How do you deal with trying to connect to an audience for one of these very different bands, like, for instance, Placebo?
For a band like TBS, it’s just getting over the initial reaction. For years we’re used to a ridiculously supportive, singing along, freaking out audience. It’s just about getting past that first bit where everyone’s just looking at you. You have to play as good a show even though you’re not in your total environment. I look forward to those opportunities because I do like the challenge. It sort of says what kind of band you are.
How do you know when you’ve made that connection?

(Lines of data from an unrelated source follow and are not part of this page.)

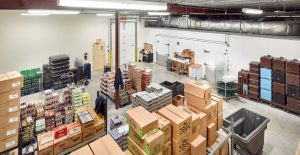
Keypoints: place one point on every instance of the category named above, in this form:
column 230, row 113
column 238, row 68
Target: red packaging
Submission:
column 60, row 131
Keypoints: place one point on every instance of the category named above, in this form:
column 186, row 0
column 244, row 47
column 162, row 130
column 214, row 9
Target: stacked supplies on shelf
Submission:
column 32, row 81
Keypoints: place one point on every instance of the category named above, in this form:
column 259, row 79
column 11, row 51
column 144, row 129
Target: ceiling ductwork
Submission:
column 280, row 28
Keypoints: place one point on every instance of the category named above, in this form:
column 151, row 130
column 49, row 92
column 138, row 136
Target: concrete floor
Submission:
column 281, row 137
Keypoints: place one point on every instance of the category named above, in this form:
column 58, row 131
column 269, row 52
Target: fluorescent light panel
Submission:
column 127, row 5
column 158, row 13
column 252, row 11
column 54, row 12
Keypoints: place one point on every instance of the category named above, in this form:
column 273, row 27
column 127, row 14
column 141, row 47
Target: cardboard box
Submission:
column 181, row 121
column 182, row 146
column 61, row 144
column 211, row 134
column 168, row 148
column 152, row 144
column 8, row 143
column 75, row 139
column 220, row 101
column 5, row 84
column 178, row 100
column 195, row 122
column 88, row 133
column 16, row 80
column 10, row 119
column 86, row 150
column 9, row 131
column 10, row 96
column 220, row 121
column 141, row 121
column 198, row 146
column 106, row 146
column 9, row 107
column 197, row 94
column 165, row 126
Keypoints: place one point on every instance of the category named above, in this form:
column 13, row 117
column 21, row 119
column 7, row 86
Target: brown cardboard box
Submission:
column 178, row 100
column 9, row 131
column 10, row 119
column 198, row 146
column 220, row 121
column 152, row 144
column 5, row 84
column 86, row 150
column 181, row 121
column 165, row 126
column 61, row 144
column 16, row 80
column 8, row 143
column 197, row 94
column 167, row 148
column 182, row 146
column 141, row 121
column 88, row 133
column 219, row 100
column 106, row 146
column 211, row 134
column 10, row 96
column 9, row 107
column 195, row 122
column 75, row 139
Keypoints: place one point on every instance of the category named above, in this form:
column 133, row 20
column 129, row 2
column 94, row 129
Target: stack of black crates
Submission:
column 254, row 80
column 278, row 82
column 293, row 85
column 59, row 70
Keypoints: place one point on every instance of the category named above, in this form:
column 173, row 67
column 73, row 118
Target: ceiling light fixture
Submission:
column 158, row 13
column 54, row 12
column 121, row 5
column 252, row 11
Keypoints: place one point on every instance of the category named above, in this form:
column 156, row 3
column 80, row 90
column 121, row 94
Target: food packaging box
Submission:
column 86, row 150
column 16, row 80
column 60, row 131
column 106, row 146
column 75, row 139
column 211, row 134
column 197, row 94
column 181, row 121
column 141, row 121
column 181, row 146
column 5, row 84
column 10, row 96
column 61, row 144
column 165, row 126
column 8, row 143
column 152, row 144
column 9, row 107
column 198, row 146
column 9, row 119
column 9, row 131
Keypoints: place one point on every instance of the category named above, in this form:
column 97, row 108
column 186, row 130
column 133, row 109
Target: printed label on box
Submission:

I think it’s most important to just do what you do. I don’t think you ever do know. It’s just a feeling. You play enough shows in your career and you just get a feel as to how things are going.
You actually joined the band in 2003. Was there an initial shock for you, getting into this situation with a band already playing to large audiences?

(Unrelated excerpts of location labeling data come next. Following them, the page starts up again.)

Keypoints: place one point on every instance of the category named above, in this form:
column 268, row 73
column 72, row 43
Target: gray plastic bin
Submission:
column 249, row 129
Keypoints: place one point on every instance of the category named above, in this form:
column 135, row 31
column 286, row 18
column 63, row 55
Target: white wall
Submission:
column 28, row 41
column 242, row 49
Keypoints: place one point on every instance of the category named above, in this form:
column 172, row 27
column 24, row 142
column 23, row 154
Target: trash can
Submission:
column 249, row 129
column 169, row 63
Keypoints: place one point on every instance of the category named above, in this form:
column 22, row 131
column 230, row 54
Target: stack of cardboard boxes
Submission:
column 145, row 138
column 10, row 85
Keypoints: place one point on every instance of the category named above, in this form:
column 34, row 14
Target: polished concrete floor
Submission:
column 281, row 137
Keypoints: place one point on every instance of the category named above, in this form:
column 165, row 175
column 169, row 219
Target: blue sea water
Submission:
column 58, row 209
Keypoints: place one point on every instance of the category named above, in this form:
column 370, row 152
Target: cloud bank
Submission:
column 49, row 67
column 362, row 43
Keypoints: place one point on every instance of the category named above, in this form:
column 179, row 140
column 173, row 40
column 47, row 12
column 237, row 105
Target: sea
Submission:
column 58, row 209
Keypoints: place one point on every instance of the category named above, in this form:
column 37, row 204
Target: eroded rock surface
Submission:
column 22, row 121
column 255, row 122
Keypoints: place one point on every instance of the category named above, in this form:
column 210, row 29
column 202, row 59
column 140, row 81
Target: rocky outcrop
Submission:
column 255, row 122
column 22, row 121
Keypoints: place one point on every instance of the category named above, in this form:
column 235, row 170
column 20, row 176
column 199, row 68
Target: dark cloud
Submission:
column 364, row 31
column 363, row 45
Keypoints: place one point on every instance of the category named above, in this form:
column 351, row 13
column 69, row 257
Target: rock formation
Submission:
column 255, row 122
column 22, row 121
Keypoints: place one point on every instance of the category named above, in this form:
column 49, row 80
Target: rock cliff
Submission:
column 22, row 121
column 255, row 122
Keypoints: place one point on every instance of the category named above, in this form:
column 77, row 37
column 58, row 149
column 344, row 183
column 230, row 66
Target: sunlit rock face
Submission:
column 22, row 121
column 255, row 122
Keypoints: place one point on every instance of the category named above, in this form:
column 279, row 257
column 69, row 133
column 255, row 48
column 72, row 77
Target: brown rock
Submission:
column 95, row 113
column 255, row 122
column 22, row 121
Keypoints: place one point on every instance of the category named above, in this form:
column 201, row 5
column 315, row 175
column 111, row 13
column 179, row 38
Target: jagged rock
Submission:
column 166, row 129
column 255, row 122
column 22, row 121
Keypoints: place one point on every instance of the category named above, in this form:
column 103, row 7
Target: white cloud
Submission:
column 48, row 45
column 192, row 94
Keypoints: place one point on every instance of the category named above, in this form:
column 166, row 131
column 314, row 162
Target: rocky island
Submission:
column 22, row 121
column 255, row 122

Well, the first couple shows were at very small clubs, and then we finished the 2003 Warped Tour. Then we immediately went out with Saves the Day and Moneen. And then from there we started recording Where You Want To Be, and then went out on tour with Blink-182. So it was a really steady pace where we went up through larger venues.
I’m comfortable onstage in any kind of environment; it doesn’t matter to me at all. As a band we’re pretty organic about it. The one thing we’ve always tried to keep in mind is that you don’t change things – you don’t change things when you go to a different record label, you don’t change things for a bigger room. Because that would be directly in conflict with what got you there. So to say, ‘We’re on this big stage there, we should be different,’ it would be counterproductive.

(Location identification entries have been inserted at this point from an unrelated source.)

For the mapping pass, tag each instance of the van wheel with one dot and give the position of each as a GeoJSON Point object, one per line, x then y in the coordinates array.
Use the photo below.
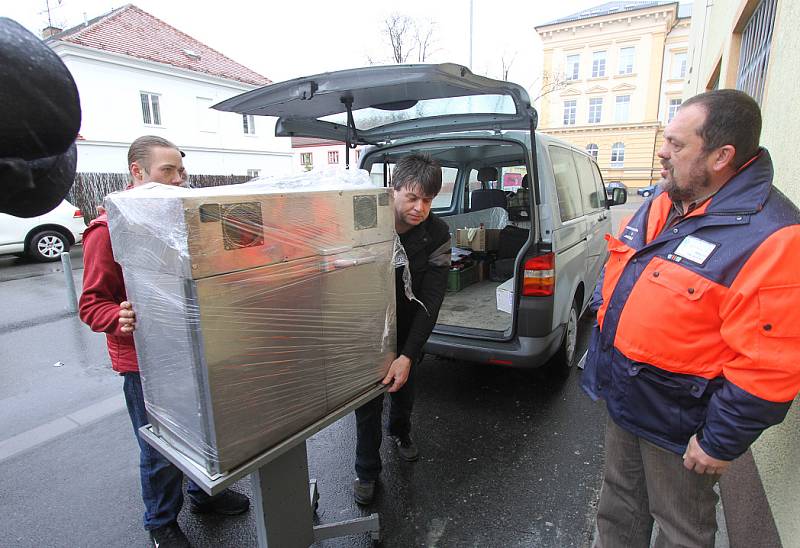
{"type": "Point", "coordinates": [561, 363]}
{"type": "Point", "coordinates": [47, 246]}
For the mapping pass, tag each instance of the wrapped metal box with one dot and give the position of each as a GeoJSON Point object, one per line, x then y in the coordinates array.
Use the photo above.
{"type": "Point", "coordinates": [260, 307]}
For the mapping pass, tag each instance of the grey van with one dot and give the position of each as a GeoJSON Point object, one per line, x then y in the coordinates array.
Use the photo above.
{"type": "Point", "coordinates": [537, 204]}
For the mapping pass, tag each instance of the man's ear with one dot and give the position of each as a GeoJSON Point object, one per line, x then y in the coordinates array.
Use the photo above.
{"type": "Point", "coordinates": [723, 158]}
{"type": "Point", "coordinates": [136, 171]}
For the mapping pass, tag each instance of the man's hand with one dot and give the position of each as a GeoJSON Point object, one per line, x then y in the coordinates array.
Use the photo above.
{"type": "Point", "coordinates": [398, 372]}
{"type": "Point", "coordinates": [698, 460]}
{"type": "Point", "coordinates": [127, 318]}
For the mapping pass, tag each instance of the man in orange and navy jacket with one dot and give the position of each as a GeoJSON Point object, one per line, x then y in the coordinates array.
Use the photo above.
{"type": "Point", "coordinates": [696, 350]}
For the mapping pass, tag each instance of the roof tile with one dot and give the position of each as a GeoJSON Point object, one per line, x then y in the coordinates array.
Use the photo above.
{"type": "Point", "coordinates": [132, 31]}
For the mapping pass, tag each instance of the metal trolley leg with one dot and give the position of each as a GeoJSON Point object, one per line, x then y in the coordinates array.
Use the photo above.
{"type": "Point", "coordinates": [284, 516]}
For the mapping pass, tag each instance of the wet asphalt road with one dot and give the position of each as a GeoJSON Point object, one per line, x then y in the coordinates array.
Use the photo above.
{"type": "Point", "coordinates": [508, 457]}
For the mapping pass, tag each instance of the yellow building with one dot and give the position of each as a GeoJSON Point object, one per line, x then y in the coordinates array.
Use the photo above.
{"type": "Point", "coordinates": [623, 67]}
{"type": "Point", "coordinates": [753, 45]}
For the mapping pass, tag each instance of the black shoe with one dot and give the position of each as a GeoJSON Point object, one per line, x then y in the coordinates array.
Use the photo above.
{"type": "Point", "coordinates": [406, 447]}
{"type": "Point", "coordinates": [169, 536]}
{"type": "Point", "coordinates": [227, 503]}
{"type": "Point", "coordinates": [364, 491]}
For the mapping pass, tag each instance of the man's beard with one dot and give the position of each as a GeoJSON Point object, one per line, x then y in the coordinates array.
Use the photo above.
{"type": "Point", "coordinates": [698, 180]}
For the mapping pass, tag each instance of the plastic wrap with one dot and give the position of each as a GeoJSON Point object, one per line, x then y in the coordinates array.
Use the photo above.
{"type": "Point", "coordinates": [261, 307]}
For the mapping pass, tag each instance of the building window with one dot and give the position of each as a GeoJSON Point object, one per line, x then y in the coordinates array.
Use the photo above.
{"type": "Point", "coordinates": [673, 108]}
{"type": "Point", "coordinates": [679, 65]}
{"type": "Point", "coordinates": [617, 154]}
{"type": "Point", "coordinates": [206, 116]}
{"type": "Point", "coordinates": [595, 110]}
{"type": "Point", "coordinates": [598, 64]}
{"type": "Point", "coordinates": [626, 60]}
{"type": "Point", "coordinates": [623, 108]}
{"type": "Point", "coordinates": [569, 112]}
{"type": "Point", "coordinates": [248, 124]}
{"type": "Point", "coordinates": [151, 112]}
{"type": "Point", "coordinates": [755, 50]}
{"type": "Point", "coordinates": [573, 67]}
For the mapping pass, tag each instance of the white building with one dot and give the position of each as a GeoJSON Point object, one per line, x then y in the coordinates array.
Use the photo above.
{"type": "Point", "coordinates": [311, 153]}
{"type": "Point", "coordinates": [137, 75]}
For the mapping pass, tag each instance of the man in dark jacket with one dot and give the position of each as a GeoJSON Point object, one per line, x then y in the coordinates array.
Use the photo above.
{"type": "Point", "coordinates": [416, 181]}
{"type": "Point", "coordinates": [104, 308]}
{"type": "Point", "coordinates": [697, 347]}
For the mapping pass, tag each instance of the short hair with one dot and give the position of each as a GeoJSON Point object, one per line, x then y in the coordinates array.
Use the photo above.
{"type": "Point", "coordinates": [139, 150]}
{"type": "Point", "coordinates": [732, 118]}
{"type": "Point", "coordinates": [418, 170]}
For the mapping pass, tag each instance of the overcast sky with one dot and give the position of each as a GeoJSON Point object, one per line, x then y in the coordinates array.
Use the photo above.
{"type": "Point", "coordinates": [285, 39]}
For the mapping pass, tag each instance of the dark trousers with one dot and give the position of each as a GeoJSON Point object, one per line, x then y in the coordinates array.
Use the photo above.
{"type": "Point", "coordinates": [369, 431]}
{"type": "Point", "coordinates": [642, 483]}
{"type": "Point", "coordinates": [162, 491]}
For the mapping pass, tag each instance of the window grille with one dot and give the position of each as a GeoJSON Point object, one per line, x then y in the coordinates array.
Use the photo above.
{"type": "Point", "coordinates": [755, 50]}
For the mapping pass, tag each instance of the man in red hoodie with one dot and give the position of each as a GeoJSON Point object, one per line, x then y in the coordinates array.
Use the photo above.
{"type": "Point", "coordinates": [104, 308]}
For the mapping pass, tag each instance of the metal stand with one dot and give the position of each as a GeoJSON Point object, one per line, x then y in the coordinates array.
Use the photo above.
{"type": "Point", "coordinates": [284, 498]}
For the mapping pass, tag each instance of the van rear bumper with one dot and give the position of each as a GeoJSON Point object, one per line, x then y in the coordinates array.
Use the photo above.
{"type": "Point", "coordinates": [522, 352]}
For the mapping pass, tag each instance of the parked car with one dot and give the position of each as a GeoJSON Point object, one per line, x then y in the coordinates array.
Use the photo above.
{"type": "Point", "coordinates": [615, 184]}
{"type": "Point", "coordinates": [45, 237]}
{"type": "Point", "coordinates": [549, 255]}
{"type": "Point", "coordinates": [647, 191]}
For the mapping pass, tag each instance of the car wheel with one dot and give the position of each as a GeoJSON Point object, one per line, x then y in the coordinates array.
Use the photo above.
{"type": "Point", "coordinates": [47, 246]}
{"type": "Point", "coordinates": [561, 363]}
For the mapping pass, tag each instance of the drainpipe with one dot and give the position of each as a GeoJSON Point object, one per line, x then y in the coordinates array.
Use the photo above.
{"type": "Point", "coordinates": [660, 87]}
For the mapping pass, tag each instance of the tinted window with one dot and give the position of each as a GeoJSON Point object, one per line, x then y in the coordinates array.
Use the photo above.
{"type": "Point", "coordinates": [591, 198]}
{"type": "Point", "coordinates": [598, 183]}
{"type": "Point", "coordinates": [567, 186]}
{"type": "Point", "coordinates": [445, 197]}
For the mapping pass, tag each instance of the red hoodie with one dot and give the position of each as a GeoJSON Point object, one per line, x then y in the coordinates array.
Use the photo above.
{"type": "Point", "coordinates": [103, 291]}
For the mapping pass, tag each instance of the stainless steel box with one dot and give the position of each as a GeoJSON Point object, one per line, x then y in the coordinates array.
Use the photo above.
{"type": "Point", "coordinates": [258, 311]}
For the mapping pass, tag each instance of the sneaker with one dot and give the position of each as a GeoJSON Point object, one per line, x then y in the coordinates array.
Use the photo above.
{"type": "Point", "coordinates": [406, 447]}
{"type": "Point", "coordinates": [227, 503]}
{"type": "Point", "coordinates": [169, 536]}
{"type": "Point", "coordinates": [364, 491]}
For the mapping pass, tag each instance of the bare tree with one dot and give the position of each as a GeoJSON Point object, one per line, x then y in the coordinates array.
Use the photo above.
{"type": "Point", "coordinates": [425, 39]}
{"type": "Point", "coordinates": [506, 60]}
{"type": "Point", "coordinates": [399, 29]}
{"type": "Point", "coordinates": [408, 39]}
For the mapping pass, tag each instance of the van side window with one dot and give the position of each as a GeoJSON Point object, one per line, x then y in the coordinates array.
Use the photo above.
{"type": "Point", "coordinates": [591, 197]}
{"type": "Point", "coordinates": [598, 182]}
{"type": "Point", "coordinates": [567, 185]}
{"type": "Point", "coordinates": [445, 198]}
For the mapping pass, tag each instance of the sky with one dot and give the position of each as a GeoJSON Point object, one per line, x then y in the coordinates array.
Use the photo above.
{"type": "Point", "coordinates": [287, 39]}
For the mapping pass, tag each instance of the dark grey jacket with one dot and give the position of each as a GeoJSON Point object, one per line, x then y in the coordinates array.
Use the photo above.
{"type": "Point", "coordinates": [427, 246]}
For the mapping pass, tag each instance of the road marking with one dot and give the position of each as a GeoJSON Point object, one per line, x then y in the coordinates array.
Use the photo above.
{"type": "Point", "coordinates": [60, 426]}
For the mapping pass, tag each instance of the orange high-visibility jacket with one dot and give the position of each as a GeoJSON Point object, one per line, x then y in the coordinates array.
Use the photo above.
{"type": "Point", "coordinates": [698, 325]}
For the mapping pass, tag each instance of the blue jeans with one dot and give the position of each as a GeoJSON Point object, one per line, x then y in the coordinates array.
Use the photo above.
{"type": "Point", "coordinates": [162, 491]}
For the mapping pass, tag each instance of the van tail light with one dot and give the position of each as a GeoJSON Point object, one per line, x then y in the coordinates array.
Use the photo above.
{"type": "Point", "coordinates": [539, 278]}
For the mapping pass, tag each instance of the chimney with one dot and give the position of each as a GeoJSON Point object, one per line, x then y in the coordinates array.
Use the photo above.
{"type": "Point", "coordinates": [47, 32]}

What about the first time you played an arena?
It was a bit nerve-wracking, but it was the kind of thing where after three or four nights, it was like, ‘Man, I want to play arenas all the time, forget clubs!’ But then when we went back to clubs it was like, ‘Well, this is where we came from!’ Every type of venue you play makes you better at the other ones. But certainly the first time we walked out on the stage in front of 10,000 people it was different.
What about adjusting to the fact that TBS is on tour pretty much constantly?
When I joined the band I remember [guitarist] Eddie [Reyes] saying to me one day, ‘We Tour a lot.’ I said that’s cool, I’ve been on tour before. And he was like, ‘No, I mean like a lot! You’re not gonna be home at all.’ And I didn’t really believe it until I realized we were gone for ten months. I didn’t have an apartment any more. But now it’s great. It’s the amount I’d like to be busy.
When you are home, does it take much time to adjust?
It doesn’t take me any time at all. Within the first hour I’m chilling at my place, seeing people, going to my favorite restaurants. It’s more difficult to get on tour and get into that, than to snap out of it when you get home. I unpack, do my laundry, and then I’m home.
Do people at home react to you differently now?
Yeah, sometimes friends just sort of assume that you’re always away. So this last time when I was home for a couple of months … People, when they [see me], the first thing they would say is, ‘When are you leaving again?’ Then you see them next week, and they ask when you’re leaving again. And they get real conditioned to you being gone all the time.
It’s been a while since the last TBS album. Do you have any plans for a new one?
We’re gonna be writing on this tour, and we sort of make time for everything. We just sort of schedule it however. We have a studio set up in the back of the bus; just a ProTools set up, not a full-on, massive studio. We’re able to do demo versions of songs. It’s not ideal, but you get it done. It’s where a lot of our writing has taken place over time. But of course I think it’s easier to write in a peaceful, quiet place.
What are your plans for after Projekt Rev?
We’re gonna take some time off, and be writing, and take some time to record by the end of the year.